Regarding the movement problem again, one idea that seemed kind of cool involved thinking of each stop along a line as a state in a Markov chain. Accordingly, a transition matrix could define the probability given a current station / state of moving to the next station / state. Since each station has at most two neighbors, we’d have a rather sparse matrix, expecting most values to be zero.

For implementation, I decided to be subway line-specific, constructing a set of transition matrices

$$\bf Q_L = {Q_{L_0}, Q_{L_1}, \ldots, Q_{L_{23}}}$$

where each set represented a single line $L$ and each element pertained to the transit distribution according to a specific hour in the day (only military time here). In terms of calculating these actual transition matrices, a first thought was that we could assume that the actual empirical ratios of check-ins at each station compared to all check-ins amounted to the stationary distribution for a specific hour and line, so we’d just need to think of a way to derive the transition matrix from its stationary distribution. While this sounded cool and analytic at first, I realized that this would most likely be underspecified, and even if I could come up with some constraints, googling things and trying to be clever like “how to solve for $A$ given a known eigenvector and eigenvalue $=1$” was unfruitful to the point that I thought maybe it was a dumb question (rip forgetting linear algebra).

At the end of the day I settled for a simple ratio-based test, which might not even be legal, but has some merit along the lines of an MLE approach to estimating transition probabilities directly. Given a subway line but independent of a check-in station, compute the sample probability of the neighboring station in one direction and the neighboring station in the other direction, based on all occurrences of check-ins at those stations. We’re not finding the estimates of moving to that station starting from another station directly, because we don’t have those numbers, but rather assume that how often someone checks in at a station $s_1$ at any time after a check-in at a neighboring station $s_2$, reasonably approximates the chances of someone coming from a neighboring station $s_2$ choosing to go there, at least compared to the same calculation for an alternative when passengers at $s_2$ can either go to stations $s_1$ or $s_3$.

In slightly more formal notation, the dots in the app move based on transition matrices

$ \begin{pmatrix} p_{11}\bf I_{11} & p_{12}\bf I_{12} & \ldots
\vdots & \ddots &
p_{K1}\bf I_{K1} & & p_{KK}\bf I_{12} \end{pmatrix} $

for line $L$ and hour $h$, with $L$ having $K$ station stops, $p_{mn}$ being the transition probability from station $m$ to $n$, and $\bf I_{mn}$ being the indicator for if $m$ and $n$ are neighbors.

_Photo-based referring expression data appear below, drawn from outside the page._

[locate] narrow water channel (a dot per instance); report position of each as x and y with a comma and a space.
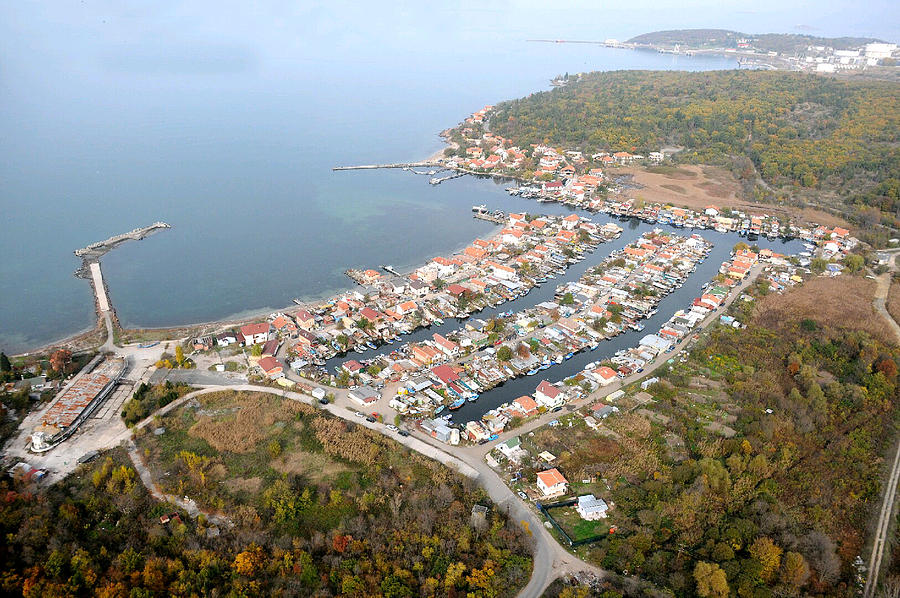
680, 299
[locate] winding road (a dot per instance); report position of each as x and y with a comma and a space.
885, 518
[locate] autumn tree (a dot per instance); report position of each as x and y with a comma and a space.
768, 555
711, 580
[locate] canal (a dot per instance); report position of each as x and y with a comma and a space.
722, 243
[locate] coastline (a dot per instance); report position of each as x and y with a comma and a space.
81, 340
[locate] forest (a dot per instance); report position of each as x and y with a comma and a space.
318, 506
756, 470
787, 43
812, 139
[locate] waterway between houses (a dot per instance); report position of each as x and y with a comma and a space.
681, 298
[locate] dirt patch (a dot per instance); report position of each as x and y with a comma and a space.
675, 188
695, 187
251, 486
840, 303
316, 467
240, 431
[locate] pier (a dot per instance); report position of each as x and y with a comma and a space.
100, 248
489, 217
439, 180
398, 165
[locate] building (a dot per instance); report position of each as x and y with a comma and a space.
255, 334
548, 395
270, 366
552, 483
591, 508
364, 395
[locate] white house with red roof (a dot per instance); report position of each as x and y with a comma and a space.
547, 395
552, 483
604, 375
255, 334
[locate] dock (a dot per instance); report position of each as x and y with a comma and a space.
397, 165
439, 180
489, 217
96, 250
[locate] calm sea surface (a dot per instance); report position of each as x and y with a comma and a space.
228, 133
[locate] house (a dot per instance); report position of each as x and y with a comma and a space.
352, 367
447, 346
591, 508
548, 395
284, 325
224, 339
604, 375
445, 374
270, 366
526, 405
255, 334
305, 319
552, 483
364, 395
512, 449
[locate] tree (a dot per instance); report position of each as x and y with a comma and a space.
711, 580
794, 569
768, 554
59, 360
854, 262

And that’s it. These empirical probabilities were saved as JSON node and link values according to popular D3 paradigms. From here the majority of the actual front-end design was figured out through other examples, and there are probably many other tutorials out there that can explain things better on that end :).

Check out the visualization here, and code available here.


  1. GPS gives you the direction of the path from a satellite view, but from your perspective unless there are obvious landmarks you usually need to walk a bit and then note where you’ve moved from the birds-eye view to see if you’ve gone in the right direction. It’d be great if one could just immediately tell if they needed to turn around.